Container/Runtime Mode makes the HTTP tier the blessed, first-class path for containers, authenticated with an OAuth2 client_credentials (M2M) token, fail-loud so a missing required value is an immediate, clear error (not a silent undefined), and documented with a canonical Kubernetes/ExternalSecret recipe.

This must be implemented with identical semantics and env contract across all five language SDKs. Idioms differ; behavior does not.

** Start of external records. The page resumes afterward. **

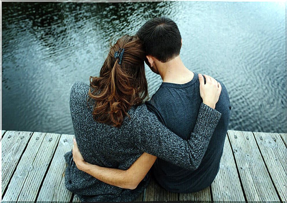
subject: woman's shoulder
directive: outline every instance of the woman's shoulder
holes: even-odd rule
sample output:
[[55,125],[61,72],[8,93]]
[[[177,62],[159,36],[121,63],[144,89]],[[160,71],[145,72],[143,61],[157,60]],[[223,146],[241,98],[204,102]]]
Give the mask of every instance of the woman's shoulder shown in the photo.
[[138,125],[142,124],[142,122],[145,121],[146,122],[147,120],[154,122],[157,120],[156,116],[149,110],[144,103],[133,106],[128,113],[132,120],[136,121]]
[[74,83],[71,88],[71,94],[79,94],[87,92],[90,86],[83,82],[78,81]]
[[90,86],[83,82],[75,83],[71,88],[70,106],[75,107],[86,104]]

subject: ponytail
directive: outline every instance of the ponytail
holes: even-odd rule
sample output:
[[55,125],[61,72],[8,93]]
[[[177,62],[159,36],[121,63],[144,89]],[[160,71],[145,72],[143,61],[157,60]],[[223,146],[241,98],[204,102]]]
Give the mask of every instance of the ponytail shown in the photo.
[[[122,58],[114,57],[116,50],[123,47]],[[92,112],[95,120],[119,127],[125,116],[129,117],[128,111],[131,107],[142,103],[147,96],[145,56],[136,37],[124,36],[111,48],[99,76],[90,78],[89,95],[95,101]]]

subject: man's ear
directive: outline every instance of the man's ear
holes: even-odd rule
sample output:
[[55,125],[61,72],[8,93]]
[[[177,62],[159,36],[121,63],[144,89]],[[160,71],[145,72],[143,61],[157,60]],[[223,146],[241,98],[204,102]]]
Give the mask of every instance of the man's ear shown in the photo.
[[150,67],[152,67],[153,64],[153,58],[152,57],[149,55],[146,56],[146,57],[147,58],[147,61],[149,63],[149,66],[148,64],[147,64],[147,65],[149,66]]

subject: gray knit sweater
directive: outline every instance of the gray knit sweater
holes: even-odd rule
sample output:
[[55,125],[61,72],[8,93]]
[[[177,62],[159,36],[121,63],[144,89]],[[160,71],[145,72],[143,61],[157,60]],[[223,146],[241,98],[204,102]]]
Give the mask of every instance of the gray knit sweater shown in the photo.
[[[182,139],[164,126],[142,104],[132,107],[117,128],[95,121],[89,86],[81,82],[72,88],[70,108],[75,136],[85,161],[93,164],[126,170],[145,152],[179,166],[194,170],[199,165],[221,116],[202,103],[190,139]],[[187,121],[188,122],[188,121]],[[77,167],[71,150],[64,155],[66,188],[84,202],[132,201],[147,186],[147,175],[134,190],[105,183]]]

1. Environment contract (identical in every language)

Env var Required Meaning
SMOOAI_CONFIG_MODE no container selects this mode explicitly. Also auto-selected when SMOOAI_CONFIG_CLIENT_ID + SMOOAI_CONFIG_CLIENT_SECRET are set and no blob/file is present (see §2).
SMOOAI_CONFIG_API_URL yes (container) Config API base URL (e.g. https://api.smoo.ai).
SMOOAI_CONFIG_AUTH_URL no OAuth issuer base URL. Default https://auth.smoo.ai.
SMOOAI_CONFIG_CLIENT_ID yes (container) M2M OAuth client id.
SMOOAI_CONFIG_CLIENT_SECRET yes (container) M2M OAuth client secret. (Legacy alias SMOOAI_CONFIG_API_KEY accepted for the secret, deprecated.)
SMOOAI_CONFIG_ORG_ID yes (container) Organization id whose config to fetch.
SMOOAI_CONFIG_ENV yes (container) Environment name (e.g. production).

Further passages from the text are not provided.